According to the minutes of the FOMC’s July 30-31 meeting, “several” Fed officials saw a “plausible case” for cutting rates by 0.25% last month.

Nevertheless, “the vast majority” of central bankers agreed that “it would likely be appropriate to ease policy at their next meeting” on Sept. 17-18, so long as inflation resumed its moderating trend.

Regarding the inflation outlook, FOMC members “judged that recent data had increased their confidence that inflation was moving sustainably toward 2%,” the minutes said.

As Creditnews reported, headline fell below 3% in July for the first time in more than three years. Other inflation metrics, such as the core Personal Consumption Expenditures index, are even lower.

With inflation cooling, “a majority of participants” observed that the balance of risk had shifted to employment after July’s dismal nonfarm payrolls report.

“Some participants noted the risk that a further gradual easing in labor market conditions could transition to a more serious deterioration,” the minutes said.

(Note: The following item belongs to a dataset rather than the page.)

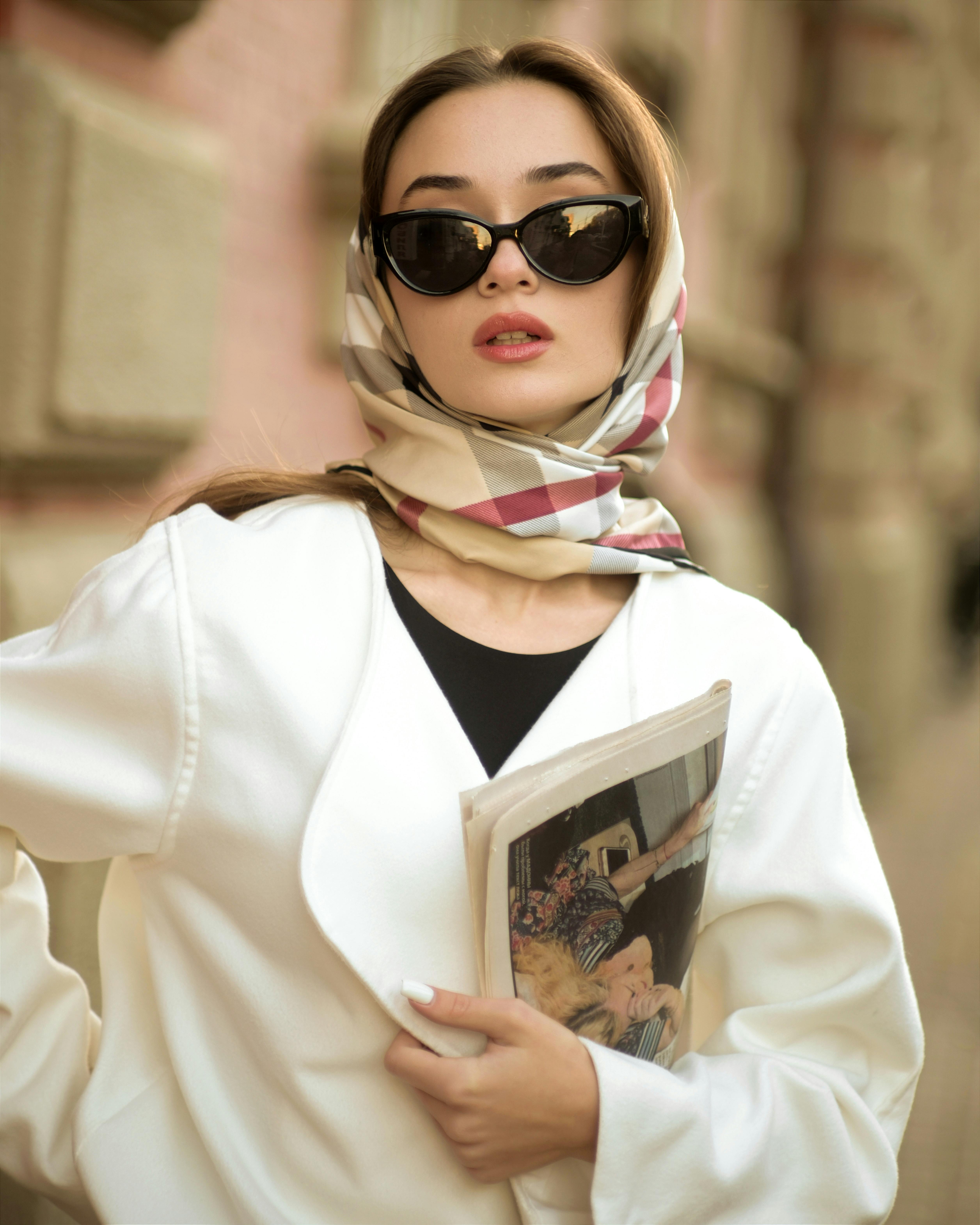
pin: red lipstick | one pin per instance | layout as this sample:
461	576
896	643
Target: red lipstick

Although the Fed’s clarity on interest rates is a welcome sign to investors, economists are perplexed about why policymakers are still dragging their feet on an obvious decision.

What’s the hold-up?

Economist David Rosenberg tried to understand the central bank’s decision to delay rate cuts but admitted he was “perplexed” by the apparent contradictions.

“It truly is perplexing that the FOMC minutes could have been so dovish, and yet the Fed could decide not to cut rates at the July 30-31 meeting, though “several” participants could have been convinced,” he wrote on the X social media platform.

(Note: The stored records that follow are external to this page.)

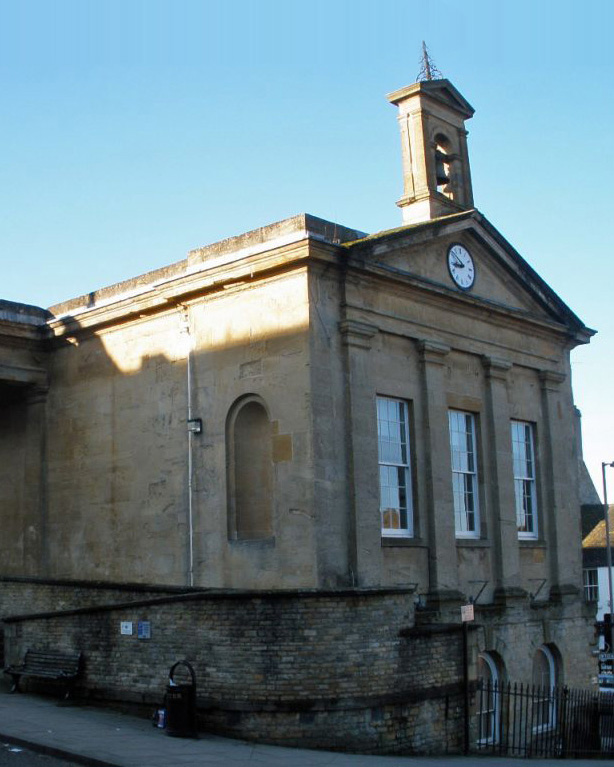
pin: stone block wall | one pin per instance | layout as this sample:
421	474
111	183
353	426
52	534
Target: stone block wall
333	669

Whether the central bank admits it or not, “the base-case view is for sustained disinflation momentum and a further softening in the labor market,” he explained.

Despite the hold-up, Queens’ College president Mohamed El-Erian said the FOMC minutes confirmed that “A September rate cut is essentially a done deal.”

El-Erian is part of a growing camp of economists who believe that the Fed should have started cutting rates a long time ago.

Other economists, such as Wharton School professor Jeremy Siegel, believe the Fed should lower interest rates at much larger increments than the standard 0.25% reduction. In Siegel’s view, the federal funds rate should be as low as 3.5%, which means the central bank needs to play catch-up.

There’s no indication that the Fed has the appetite for jumbo-sized rate cuts. Chicago Fed President Austan Goolsbee recently told National Public Radio that a standard 0.25% cut would be appropriate next month.

Nevertheless, futures markets still suggest there’s a 25% chance of a deeper cut at the FOMC’s September meeting.